Debtor

Robert Morris (1733-1806), a signer of the Declaration of Independence, helped save America from defeat in the Revolutionary War. He was the patriot who loaned George Washington $10,000 for the provisions needed at Valley Forge. At the time, there was no federal treasury.

In 1781, he became the first Superintendent of Finance, and formed the First National Bank. Seventeen years later, in 1798, he was arrested for debts resulting from land speculation around Washington D.C., and put in Debtors Prison. He was liberated with the passage of the National Bankruptcy Law in 1802.

Morris was a patriot, but we need to revisit our banking system of today. Banking is as unwise today, as he was then. The Savings and Loan bailout of the 1980’s was caused by the same type of land speculation that Morris bet on 200 years earlier. Interest is a way to manipulate the flow of money, and the stock market is now a global mechanism of speculation. It is a ponzi scheme, which hides under the guise of a system for supplying credit and capital. All of the winning is apparent, and short-lived.

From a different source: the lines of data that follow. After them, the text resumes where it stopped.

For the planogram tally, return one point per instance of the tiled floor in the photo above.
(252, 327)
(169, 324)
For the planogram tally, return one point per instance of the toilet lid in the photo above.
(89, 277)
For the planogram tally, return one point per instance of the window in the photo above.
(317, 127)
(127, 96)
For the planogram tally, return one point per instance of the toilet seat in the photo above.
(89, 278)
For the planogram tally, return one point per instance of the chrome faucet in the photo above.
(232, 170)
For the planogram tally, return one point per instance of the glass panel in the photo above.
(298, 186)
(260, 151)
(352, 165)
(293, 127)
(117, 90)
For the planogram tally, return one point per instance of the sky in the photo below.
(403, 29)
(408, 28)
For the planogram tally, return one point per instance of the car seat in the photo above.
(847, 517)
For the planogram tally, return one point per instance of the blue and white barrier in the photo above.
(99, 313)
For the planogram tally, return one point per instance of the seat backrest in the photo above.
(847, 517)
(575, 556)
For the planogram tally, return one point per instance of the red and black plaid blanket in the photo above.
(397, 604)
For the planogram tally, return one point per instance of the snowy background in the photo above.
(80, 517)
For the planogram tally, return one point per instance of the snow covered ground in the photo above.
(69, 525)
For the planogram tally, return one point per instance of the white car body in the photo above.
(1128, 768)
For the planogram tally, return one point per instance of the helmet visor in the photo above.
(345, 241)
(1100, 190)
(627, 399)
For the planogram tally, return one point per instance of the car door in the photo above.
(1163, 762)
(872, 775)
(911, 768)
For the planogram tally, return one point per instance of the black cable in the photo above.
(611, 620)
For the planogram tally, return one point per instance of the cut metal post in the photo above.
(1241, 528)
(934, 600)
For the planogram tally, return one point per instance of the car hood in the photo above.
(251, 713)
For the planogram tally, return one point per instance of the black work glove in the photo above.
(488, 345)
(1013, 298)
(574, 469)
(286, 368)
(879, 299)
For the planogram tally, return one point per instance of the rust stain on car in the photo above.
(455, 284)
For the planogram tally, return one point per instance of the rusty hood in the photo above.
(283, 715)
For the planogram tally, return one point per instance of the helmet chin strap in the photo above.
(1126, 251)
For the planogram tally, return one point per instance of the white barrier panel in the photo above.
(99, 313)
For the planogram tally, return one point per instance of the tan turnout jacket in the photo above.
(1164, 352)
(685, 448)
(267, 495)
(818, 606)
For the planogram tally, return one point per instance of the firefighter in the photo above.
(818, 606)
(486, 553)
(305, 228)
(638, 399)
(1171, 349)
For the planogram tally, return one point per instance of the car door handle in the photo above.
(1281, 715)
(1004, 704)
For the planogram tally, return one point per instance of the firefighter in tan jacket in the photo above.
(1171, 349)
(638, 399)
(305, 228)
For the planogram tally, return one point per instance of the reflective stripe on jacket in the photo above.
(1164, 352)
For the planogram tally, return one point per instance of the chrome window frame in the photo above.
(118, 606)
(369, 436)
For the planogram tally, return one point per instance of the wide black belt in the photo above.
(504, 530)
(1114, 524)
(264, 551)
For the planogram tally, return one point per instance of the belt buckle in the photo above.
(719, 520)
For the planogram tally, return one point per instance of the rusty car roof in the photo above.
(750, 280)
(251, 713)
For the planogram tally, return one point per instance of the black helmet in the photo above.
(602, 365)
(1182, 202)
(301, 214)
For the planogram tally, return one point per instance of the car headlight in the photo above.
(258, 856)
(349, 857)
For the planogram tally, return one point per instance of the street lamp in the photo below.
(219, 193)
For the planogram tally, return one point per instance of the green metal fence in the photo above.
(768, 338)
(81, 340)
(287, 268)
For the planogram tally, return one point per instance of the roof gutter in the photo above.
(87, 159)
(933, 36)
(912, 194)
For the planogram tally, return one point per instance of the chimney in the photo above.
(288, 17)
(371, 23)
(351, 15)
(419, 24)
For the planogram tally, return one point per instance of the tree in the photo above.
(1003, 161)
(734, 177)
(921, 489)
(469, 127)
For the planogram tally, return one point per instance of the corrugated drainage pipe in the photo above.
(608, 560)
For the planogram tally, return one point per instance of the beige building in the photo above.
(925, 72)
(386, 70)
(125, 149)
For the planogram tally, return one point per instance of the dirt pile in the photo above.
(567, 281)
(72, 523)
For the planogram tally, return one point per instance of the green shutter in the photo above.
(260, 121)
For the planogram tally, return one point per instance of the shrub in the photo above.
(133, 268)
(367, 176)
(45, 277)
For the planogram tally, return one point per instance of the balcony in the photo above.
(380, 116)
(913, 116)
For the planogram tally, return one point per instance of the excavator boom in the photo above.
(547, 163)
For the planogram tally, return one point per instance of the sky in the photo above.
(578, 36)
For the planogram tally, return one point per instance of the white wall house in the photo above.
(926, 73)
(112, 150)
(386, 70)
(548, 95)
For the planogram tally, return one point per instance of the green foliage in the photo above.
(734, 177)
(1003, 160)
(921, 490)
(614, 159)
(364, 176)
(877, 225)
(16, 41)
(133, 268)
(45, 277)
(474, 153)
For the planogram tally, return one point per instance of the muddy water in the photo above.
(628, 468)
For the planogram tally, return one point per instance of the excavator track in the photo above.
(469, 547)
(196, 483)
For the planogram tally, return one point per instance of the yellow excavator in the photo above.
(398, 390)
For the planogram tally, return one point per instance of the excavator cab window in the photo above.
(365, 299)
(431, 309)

Like all good ponzi schemes, this system is very believable. And with the fear that inflation causes, it seems necessary to invest. The average person now risks their life’s savings in this ponzi scheme. Many people in our nation have stopped being productively employed, and instead spend their days trying to outsmart the market. The lesson of Robert Morris, a hard-working patriot, should rest heavily on our shoulders.

America now equates investing with saving. We have had a Great Depression, stock bubbles and bursts, foreigners flying planes into our banks, and two great communist revolutions since the formation of the Federal Reserve. Perhaps, the problems of the last 100 years were caused 200 years ago. The problem is the Interest Mechanism itself.

Since the closing of the debtors’ prisons, interest became a way to cover the cost of non-payment. One is still free while in debt, but the debt keeps increasing.

Deadbeat dads are now finding themselves in prison for failing to pay child support. The time has come to apply the same laws to Congress. A budget deficit of $347 Billion is a world without consequences. Numbers no longer have any meaning. The National Debt is in the trillions and long past overdue. The fraud on Wall Street makes the situation worse, but the real problem lies with the Federal Reserve.

The entire Congress, and the President too, should be put into a Debtors Prison. A year of Jubilee, the forgiveness of all debts, is needed worldwide. A modern solution to the age-old problem of credit and capital can end the war of terror and bring about peace. The current system is a mathematical fraud and serves no one. This is not a time for patriots to get cold feet.